Thursday, October 20, 2016

A Conventional Notion I Disagree With


My Tuesday Garrison Center column was about the whole "how dangerous it is to claim the election is rigged" controversy (mainly by way of pointing out that Trump isn't the only one making that claim -- the Clinton campaign is preemptively setting up an "it was !Them Russians! what !STOLE! the election" argument -- and that it's hardly a new or novel claim anyway).

Now Trump has given the conventional wisdom something to double down on the whole idea with. Example, from Peter Beinart at The Atlantic:

At times during tonight's debate, Donald Trump seemed controlled, succinct, even prepared.

It didn't matter. In an instant, he lost the debate and blew his chance of using it to turn around his sinking campaign.

That instant came when Trump refused to say he would respect the outcome of next month's vote.

Beinart offers all kinds of reasons why that answer, especially if it becomes "the new normal," would be devastating to the system of rule commonly referred to as "American democracy." Then he claims again:

The good news is that Trump's answer will devastate him politically -- perhaps even more than the groping scandals. It will devastate him because the minute the debate ends, journalists will begin asking every Republican they can find whether they agree that he doesn't need to concede defeat. And many of those Republicans -- including the ones on Trump's own campaign -- will feed him to the wolves.

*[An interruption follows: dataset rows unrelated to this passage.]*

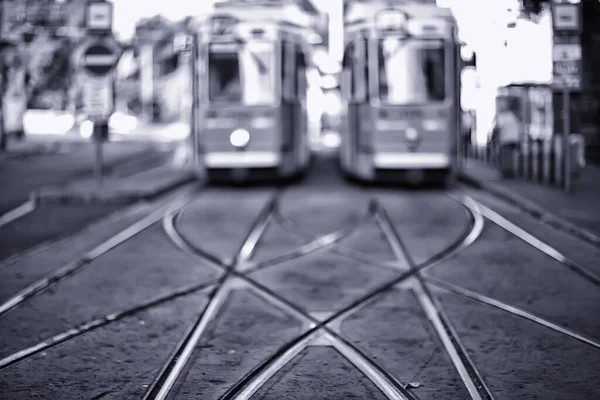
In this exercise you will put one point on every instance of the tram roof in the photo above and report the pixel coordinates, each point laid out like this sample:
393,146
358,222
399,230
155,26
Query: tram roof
357,11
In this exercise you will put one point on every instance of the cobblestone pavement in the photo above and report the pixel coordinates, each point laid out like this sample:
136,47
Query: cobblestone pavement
318,290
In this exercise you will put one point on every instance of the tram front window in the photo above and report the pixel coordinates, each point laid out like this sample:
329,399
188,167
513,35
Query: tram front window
242,74
411,71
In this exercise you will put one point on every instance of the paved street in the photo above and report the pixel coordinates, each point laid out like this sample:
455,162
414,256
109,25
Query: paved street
23,172
322,289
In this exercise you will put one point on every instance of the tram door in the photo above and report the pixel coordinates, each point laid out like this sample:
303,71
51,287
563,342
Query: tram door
294,119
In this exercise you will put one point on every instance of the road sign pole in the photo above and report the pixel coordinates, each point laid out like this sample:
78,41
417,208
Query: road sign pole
99,164
195,102
99,57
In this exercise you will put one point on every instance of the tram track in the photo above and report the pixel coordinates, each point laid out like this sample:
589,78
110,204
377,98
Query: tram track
121,169
40,286
317,329
530,239
320,330
171,371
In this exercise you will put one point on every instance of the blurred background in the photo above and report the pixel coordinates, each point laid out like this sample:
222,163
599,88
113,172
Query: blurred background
512,40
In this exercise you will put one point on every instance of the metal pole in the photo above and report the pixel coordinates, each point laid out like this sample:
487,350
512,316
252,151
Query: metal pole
566,133
194,125
99,161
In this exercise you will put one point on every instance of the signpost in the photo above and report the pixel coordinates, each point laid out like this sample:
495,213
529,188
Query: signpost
567,70
99,57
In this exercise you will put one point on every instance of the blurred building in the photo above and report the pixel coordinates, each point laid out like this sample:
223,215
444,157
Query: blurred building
48,32
157,81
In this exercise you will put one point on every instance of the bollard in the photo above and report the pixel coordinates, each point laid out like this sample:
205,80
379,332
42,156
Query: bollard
525,159
535,162
566,147
546,161
557,161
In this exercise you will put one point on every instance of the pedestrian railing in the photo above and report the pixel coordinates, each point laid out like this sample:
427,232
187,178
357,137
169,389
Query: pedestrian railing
543,161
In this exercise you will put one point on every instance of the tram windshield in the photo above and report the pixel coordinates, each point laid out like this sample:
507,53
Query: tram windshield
411,71
242,73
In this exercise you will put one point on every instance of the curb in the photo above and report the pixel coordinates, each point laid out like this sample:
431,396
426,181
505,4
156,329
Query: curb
532,209
91,198
26,153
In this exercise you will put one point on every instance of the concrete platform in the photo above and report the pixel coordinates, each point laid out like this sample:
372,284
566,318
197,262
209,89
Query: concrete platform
143,186
28,149
577,211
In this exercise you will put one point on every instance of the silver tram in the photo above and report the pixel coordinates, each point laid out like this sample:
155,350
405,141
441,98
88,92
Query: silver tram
252,109
401,85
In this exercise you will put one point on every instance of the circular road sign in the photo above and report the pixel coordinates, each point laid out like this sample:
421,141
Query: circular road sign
100,58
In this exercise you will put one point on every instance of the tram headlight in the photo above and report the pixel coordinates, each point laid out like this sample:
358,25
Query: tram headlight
412,137
239,138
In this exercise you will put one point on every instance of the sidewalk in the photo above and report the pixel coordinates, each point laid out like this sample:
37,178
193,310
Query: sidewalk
146,185
577,211
28,148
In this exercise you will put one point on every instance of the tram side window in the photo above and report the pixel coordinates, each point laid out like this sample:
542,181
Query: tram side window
361,82
349,64
299,83
411,71
224,77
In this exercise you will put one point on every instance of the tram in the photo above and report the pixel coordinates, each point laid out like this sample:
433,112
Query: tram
401,90
252,100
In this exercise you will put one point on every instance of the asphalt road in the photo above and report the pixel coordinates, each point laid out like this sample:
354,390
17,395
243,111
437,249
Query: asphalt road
325,290
19,176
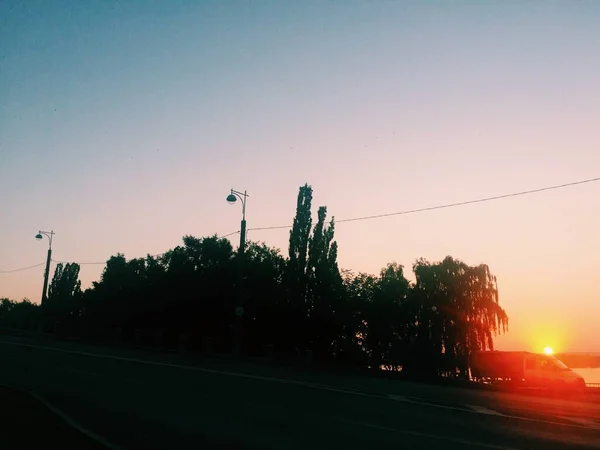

If I had a nickel for every time Republicans tried to feed Trump to the wolves and it turned out that he was just too tough to bleed from the bites, I'd have quite a few nickels.

My opinion:

Trump's base is composed of people who have believed for a long time that the whole game is rigged by e.g. "the liberal media," and who are glad to hear Trump saying out loud on a real stage what they've been thinking and muttering among themselves for years, and who will not only not abandon him but are even more likely to get off their asses and go vote in November because they heard him say it last night. They want a candidate who will refuse to concede a defeat they don't believe he can legitimately suffer.

I will be reconsidering my presidential election prediction (that Trump will carry every state Mitt Romney carried in 2012, plus Michigan, Ohio, Pennsylvania and Florida) and modifying or confirming that prediction some time between now and Election Day. Part of my model is this: I predict Trump to win pretty much any and every state where he is polling within 5 points of Clinton when I finalize my prediction. His voters are more motivated to actually turn out, but many of them are less motivated to admit, even to pollsters, that he's their guy.